Eoghan Dalton takes a look at the pros and cons of banning alcohol sponsorship in sport.
An old standard has cropped up once again in the Irish news sphere. Alcohol companies sponsoring sporting events continues to be an issue that divides opinion. Recent reports would suggest that the Government is on the verge of introducing legislation prohibiting sponsorship by 2020. A move such as this could prove a serious blow to funding as it is believed that sponsorship is worth roughly €20 million a year to sports federations. Ministers in favour of the controversial ban will then be faced with the task of finding alternative methods of raising finance, if they continue to proceed with the proposed legislation.

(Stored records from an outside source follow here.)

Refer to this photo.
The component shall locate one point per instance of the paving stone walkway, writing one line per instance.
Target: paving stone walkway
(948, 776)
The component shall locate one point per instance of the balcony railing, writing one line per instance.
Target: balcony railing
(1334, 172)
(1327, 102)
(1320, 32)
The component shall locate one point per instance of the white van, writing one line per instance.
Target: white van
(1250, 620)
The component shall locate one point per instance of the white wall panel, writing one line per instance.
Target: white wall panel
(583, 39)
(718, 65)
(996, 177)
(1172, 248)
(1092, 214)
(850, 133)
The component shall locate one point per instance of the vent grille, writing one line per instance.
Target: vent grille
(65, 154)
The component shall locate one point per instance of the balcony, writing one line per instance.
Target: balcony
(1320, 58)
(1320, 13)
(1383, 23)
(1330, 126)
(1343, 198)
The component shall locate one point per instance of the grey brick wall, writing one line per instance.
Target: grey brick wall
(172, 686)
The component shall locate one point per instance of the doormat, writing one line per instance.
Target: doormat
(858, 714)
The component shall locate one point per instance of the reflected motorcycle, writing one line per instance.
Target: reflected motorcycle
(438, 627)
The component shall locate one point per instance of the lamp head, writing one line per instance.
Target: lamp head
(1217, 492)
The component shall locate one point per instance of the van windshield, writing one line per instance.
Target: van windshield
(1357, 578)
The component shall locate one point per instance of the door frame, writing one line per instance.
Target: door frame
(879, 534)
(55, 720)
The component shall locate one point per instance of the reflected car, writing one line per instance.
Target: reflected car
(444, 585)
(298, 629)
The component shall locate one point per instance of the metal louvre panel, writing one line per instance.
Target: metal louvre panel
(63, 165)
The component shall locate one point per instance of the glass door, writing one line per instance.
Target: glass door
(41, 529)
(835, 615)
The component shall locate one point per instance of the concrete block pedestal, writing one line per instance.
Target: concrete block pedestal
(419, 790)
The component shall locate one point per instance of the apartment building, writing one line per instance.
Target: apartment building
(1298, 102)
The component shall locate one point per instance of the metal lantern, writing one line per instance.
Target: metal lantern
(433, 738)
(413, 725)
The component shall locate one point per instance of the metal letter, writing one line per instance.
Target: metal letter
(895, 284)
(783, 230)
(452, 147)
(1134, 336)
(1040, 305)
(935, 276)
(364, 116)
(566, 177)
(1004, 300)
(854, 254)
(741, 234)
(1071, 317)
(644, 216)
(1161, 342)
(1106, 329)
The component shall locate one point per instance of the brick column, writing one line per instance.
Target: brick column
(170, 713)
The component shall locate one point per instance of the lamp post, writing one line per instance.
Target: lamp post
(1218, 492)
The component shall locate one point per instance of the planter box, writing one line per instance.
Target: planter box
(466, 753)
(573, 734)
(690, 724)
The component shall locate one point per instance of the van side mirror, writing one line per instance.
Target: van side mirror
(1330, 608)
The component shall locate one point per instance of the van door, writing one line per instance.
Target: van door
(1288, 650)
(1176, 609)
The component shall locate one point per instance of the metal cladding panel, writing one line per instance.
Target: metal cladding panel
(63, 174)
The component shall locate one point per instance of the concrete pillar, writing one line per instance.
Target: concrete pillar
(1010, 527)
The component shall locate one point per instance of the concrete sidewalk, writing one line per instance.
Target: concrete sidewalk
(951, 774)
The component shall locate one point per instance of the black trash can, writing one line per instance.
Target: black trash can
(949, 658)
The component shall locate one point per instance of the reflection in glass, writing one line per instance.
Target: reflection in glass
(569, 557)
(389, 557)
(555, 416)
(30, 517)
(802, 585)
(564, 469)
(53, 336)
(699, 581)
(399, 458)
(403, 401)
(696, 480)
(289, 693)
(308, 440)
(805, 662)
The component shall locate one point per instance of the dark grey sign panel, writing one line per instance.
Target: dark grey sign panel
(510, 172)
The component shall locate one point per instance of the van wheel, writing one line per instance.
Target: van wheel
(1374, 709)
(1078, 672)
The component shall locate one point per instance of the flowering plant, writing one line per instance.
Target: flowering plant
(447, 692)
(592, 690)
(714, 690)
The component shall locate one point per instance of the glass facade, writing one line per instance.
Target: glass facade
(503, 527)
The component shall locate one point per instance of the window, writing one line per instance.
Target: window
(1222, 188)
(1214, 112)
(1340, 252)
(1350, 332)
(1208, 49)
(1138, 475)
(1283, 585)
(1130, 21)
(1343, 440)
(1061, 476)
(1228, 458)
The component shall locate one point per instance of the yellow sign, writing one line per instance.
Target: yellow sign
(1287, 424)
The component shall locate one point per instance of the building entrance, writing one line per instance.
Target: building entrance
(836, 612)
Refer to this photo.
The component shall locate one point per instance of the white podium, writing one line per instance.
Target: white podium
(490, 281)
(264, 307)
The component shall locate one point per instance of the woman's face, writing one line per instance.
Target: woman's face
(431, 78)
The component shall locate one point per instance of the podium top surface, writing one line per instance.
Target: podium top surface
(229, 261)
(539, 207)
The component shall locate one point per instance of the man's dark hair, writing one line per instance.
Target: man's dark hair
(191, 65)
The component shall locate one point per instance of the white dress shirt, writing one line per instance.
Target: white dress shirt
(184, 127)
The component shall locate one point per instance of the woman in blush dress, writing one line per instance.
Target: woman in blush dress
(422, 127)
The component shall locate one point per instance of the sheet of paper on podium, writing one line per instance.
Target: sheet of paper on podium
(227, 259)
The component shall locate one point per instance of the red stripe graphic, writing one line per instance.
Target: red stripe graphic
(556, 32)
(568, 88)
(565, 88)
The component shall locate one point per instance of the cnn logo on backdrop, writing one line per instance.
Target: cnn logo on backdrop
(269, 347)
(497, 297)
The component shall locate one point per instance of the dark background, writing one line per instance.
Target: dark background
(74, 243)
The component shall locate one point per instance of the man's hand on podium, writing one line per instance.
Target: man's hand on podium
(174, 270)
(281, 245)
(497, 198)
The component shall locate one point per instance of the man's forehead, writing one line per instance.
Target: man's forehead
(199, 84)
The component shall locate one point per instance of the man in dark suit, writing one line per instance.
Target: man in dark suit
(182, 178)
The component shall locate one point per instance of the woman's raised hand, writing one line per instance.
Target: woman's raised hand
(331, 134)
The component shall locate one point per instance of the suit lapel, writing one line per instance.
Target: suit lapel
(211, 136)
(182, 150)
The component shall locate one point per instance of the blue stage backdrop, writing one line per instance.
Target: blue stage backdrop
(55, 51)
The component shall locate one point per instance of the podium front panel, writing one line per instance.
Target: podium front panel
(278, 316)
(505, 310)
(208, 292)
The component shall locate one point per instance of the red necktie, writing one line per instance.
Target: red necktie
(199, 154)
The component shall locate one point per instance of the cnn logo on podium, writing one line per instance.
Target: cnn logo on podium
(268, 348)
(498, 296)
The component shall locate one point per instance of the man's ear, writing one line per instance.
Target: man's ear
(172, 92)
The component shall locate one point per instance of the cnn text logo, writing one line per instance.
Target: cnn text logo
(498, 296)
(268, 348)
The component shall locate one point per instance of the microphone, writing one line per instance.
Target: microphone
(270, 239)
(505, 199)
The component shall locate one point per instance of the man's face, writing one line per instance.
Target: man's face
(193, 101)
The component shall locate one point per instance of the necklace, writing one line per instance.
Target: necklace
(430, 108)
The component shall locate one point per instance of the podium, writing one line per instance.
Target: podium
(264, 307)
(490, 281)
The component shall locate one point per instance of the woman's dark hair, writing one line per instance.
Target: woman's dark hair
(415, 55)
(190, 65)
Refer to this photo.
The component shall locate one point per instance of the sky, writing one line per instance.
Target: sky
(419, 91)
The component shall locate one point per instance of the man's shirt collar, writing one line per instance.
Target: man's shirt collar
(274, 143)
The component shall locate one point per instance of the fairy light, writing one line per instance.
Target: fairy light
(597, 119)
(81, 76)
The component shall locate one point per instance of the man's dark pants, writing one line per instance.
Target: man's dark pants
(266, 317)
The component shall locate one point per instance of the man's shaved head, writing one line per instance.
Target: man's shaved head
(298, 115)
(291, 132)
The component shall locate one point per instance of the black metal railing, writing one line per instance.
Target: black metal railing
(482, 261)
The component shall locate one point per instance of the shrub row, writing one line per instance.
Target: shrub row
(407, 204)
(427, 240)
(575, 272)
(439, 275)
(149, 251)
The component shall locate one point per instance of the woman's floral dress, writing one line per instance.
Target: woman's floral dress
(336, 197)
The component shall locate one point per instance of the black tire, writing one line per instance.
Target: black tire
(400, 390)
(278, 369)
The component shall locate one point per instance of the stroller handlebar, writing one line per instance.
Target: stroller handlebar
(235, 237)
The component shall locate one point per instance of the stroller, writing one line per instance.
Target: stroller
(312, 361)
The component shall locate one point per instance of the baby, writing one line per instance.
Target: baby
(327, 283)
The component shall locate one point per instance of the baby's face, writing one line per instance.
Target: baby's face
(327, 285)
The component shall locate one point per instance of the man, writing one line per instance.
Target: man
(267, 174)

While many politicians support the ban because of the social implications of having alcohol so prominent in sporting matters, the financial gains of having booze sponsored events cannot be ignored either. Irish drugs and alcohol research totals the cost to the State dealing with alcohol-related harm at over €3bn per year. A decrease in this figure would be more than welcome of course, but a drop in that heavy sum may be negligible. As for finding a solution to the alternative funding dilemma, it appears as though the seven year delay in legislation coming into effect is to help the Government weigh up other possibilities. Some solutions offered so far include placing levies on off-license sales and taxing the sale of beverages, such as Alcopops. Other methods that may be used include placing a ban on the below-cost sales of alcohol, which costs the State approximately €21m annually.
Opponents to the ban appear to fall into two categories; those who believe more should be done to combat the alcohol problem in Ireland and those who believe in a more practical route in finding a compromise. On the former’s side, campaigners believe that an ”addiction” fund should be the first step towards solving the problem. This would entail the money received from sports funding, with arts and cultural groups being gathered and funnelled into a central fund to tackle alcohol abuse. Sports organisations are also being encouraged to get involved in programmes in communities that prioritise social inclusion, with the hope of reducing alcohol abuse, especially among the youth.
On the other side of the debate, Minister for Transport, Tourism and Sport Leo Varadkar, has expressed concern that sports funding could be lost if the ban goes ahead. For instance, the IRFU’s desire to host the 2023 World Cup would be severely damaged if the alcohol ban is introduced. Mr. Varadkar and his fellow campaigners believe that if the ban is to work, it must be done on a pan-European basis so Irish sport is not left at a disadvantage on the world stage. Codes of practice on alcohol consumption in stadiums and training for those involved in marketing and selling alcohol at sports events have been upgraded, although little indication has been provided on how these guidelines tend to work. A final point to consider is the example of France, where alcohol consumption has increased since a similar ban was enforced. These points have all been raised by Mr Varadkar and an Oireachtas committee set up to deal with the matter. Whatever happens, the debate is likely to rumble on for the foreseeable future.